The Day My Fiddle Leaf Fig Rolled Its Eyes (I Think)
Let’s be honest, we’ve all been there. You’re going about your day, maybe in your pajamas, maybe singing off-key to Britney Spears, when you catch a glimpse of your houseplant. And in that moment, you just know. It’s judging you.
Okay, maybe not literally “judging.” But there’s something about the silent observation of a houseplant, particularly my notoriously finicky fiddle-leaf fig, Fiona, that makes me feel intensely seen. And not in a good way.
Fiona, my fiddle-leaf fig, is a drama queen. I inherited her from a friend who claimed she was “low-maintenance.” Lies. Fiona requires a precise balance of sunlight, humidity, and water, a balance I’ve yet to achieve.
Take, for example, the Great Overwatering Incident of 2023. Armed with good intentions (and maybe a slightly heavy hand), I’d watered Fiona with what I thought was a reasonable amount. A few days later, her leaves started to droop. Not just a little droop, mind you, but a full-on theatrical, Shakespearean swoon.
“Fiona, darling,” I pleaded, “What’s wrong? Too much sun? Not enough sun? Are you being haunted by the ghost of houseplants past?”
Fiona remained silent, her drooping leaves a testament to my plant-parenting failures.
My Monstera Deliciosa is Leaning: Is it My Fault or His?
Fiona isn’t the only plant in my home casting judgmental vibes.

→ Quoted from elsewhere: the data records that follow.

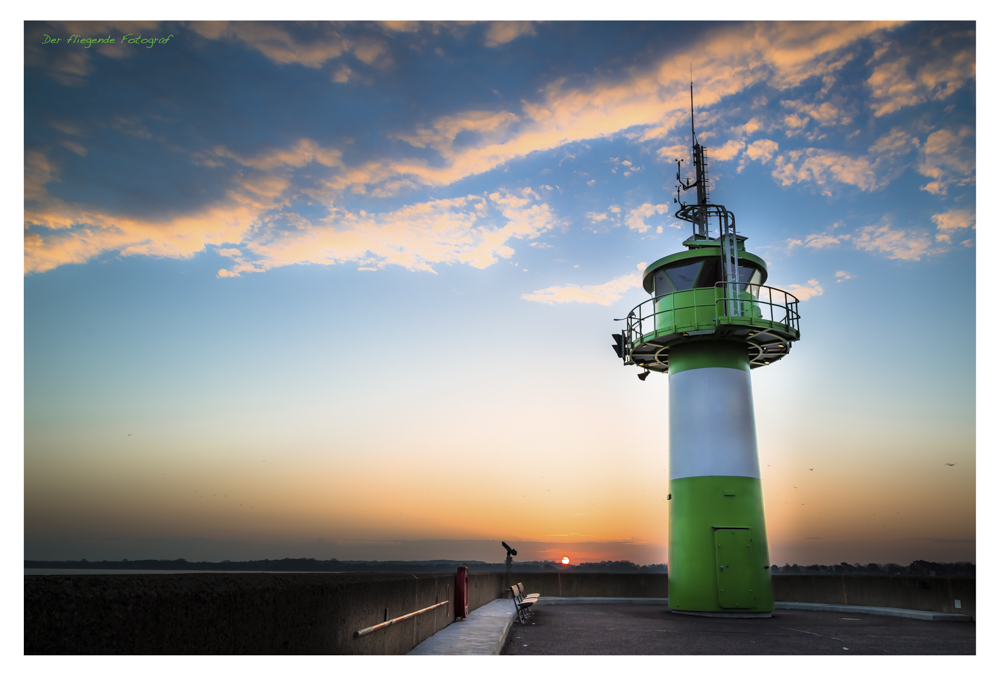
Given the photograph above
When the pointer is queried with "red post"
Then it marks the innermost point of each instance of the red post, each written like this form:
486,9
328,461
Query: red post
462,593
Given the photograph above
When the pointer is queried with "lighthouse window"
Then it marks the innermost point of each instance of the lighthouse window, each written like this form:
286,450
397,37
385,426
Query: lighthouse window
662,284
684,276
710,274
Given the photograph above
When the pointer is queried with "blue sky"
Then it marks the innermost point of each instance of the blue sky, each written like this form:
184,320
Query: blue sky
355,274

There’s also Kevin, my monstera deliciosa, who seems to have developed a rather unfortunate lean.
Now, I’m no botanist, but I’m pretty sure monsteras are supposed to grow upright, not at a 45-degree angle like they’re auditioning for a role in a Tim Burton film. Every time I walk past Kevin, I swear I see him side-eyeing me, his aerial roots reaching out like accusatory fingers.
“It’s not my fault you’re leaning!” I’d argue, as if Kevin could understand me. “I’m rotating you! I even bought you that fancy moss pole! What more do you want from me?”